The Community College Board of Governors, which advises and sets policy for the state’s 113 community colleges, in January passed a resolution stating the chancellor’s office would not release students’ identification data to immigration officials or cooperate with potential federal efforts to create a registry based on religion, nationality, sexual orientation or any other protected characteristic.

UC President Janet Napolitano, who served as Homeland Security secretary under President Barack Obama, this week called Trump’s immigration orders “a step backward” that will “stoke fear and anxiety in immigrant communities across the nation, making immigrants – whether here legally or undocumented – much less likely to work with local law enforcement to help keep our communities safe,” according to the Los Angeles Times.

In January, she and the chancellors for all 10 UC campuses issued a statement blasting Trump’s travel ban, and in November she issued a “statement of principles,” saying that UC supports undocumented students and campus police will not enter into agreements with immigration authorities.

At CSU, White’s statements are intended to comfort students who might feel nervous or angry about shifts in federal immigration policy, Uhlenkamp said.
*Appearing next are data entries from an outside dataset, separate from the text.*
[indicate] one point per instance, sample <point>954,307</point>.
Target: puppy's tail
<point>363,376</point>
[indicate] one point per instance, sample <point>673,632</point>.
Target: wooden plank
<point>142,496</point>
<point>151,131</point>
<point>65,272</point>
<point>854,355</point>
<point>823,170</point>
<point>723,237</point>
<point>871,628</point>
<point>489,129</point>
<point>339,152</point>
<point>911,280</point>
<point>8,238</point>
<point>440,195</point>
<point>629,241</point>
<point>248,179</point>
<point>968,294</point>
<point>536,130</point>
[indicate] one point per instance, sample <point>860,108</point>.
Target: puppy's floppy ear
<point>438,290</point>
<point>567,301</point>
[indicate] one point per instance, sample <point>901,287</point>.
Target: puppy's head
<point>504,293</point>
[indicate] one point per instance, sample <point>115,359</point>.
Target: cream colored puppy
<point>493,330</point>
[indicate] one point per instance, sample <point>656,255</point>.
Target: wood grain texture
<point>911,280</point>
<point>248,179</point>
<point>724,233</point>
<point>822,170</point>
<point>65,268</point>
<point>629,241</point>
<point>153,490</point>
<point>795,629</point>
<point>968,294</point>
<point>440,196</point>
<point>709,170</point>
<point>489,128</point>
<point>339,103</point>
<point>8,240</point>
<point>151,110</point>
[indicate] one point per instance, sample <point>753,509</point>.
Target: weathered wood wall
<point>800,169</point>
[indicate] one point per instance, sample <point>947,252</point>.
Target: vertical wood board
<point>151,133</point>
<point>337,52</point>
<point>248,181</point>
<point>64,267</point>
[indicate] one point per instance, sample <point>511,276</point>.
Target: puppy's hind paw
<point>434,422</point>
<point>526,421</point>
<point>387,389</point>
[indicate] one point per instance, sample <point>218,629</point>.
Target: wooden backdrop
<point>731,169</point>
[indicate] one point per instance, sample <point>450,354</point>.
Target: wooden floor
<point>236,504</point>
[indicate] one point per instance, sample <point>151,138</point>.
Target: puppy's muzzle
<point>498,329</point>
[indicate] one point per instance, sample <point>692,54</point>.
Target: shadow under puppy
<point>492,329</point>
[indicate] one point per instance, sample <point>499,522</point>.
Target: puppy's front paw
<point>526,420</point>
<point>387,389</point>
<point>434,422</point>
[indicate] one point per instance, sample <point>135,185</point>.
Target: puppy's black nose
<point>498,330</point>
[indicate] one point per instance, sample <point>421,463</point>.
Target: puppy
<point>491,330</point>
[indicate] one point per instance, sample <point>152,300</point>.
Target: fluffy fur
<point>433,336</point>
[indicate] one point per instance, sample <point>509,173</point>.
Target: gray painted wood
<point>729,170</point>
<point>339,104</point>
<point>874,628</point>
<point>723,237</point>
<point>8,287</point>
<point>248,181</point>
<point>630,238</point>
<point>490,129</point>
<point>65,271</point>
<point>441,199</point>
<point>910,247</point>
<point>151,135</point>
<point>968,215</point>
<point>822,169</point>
“We want all our students to feel safe and welcome,” he said. “Our business is not to enforce immigration law or policy; it’s to provide a high-quality education to our students.”

Despite the pro-immigrant statements from school authorities, federal immigration agents can still come on campus and detain students if the agents have a warrant signed by a judge, Hanson said.

She said the best option for undocumented students and their families is to learn their rights, organize with fellow students, lobby school authorities to declare their schools sanctuaries, and hold administrators accountable for enforcing policies meant to protect undocumented students.

“I advise everyone to attend a ‘know-your-rights’ workshop,” Hanson said. “Everyone has certain constitutional rights, regardless of their immigration status. Knowing those rights is probably the biggest thing anyone can do to protect themselves.”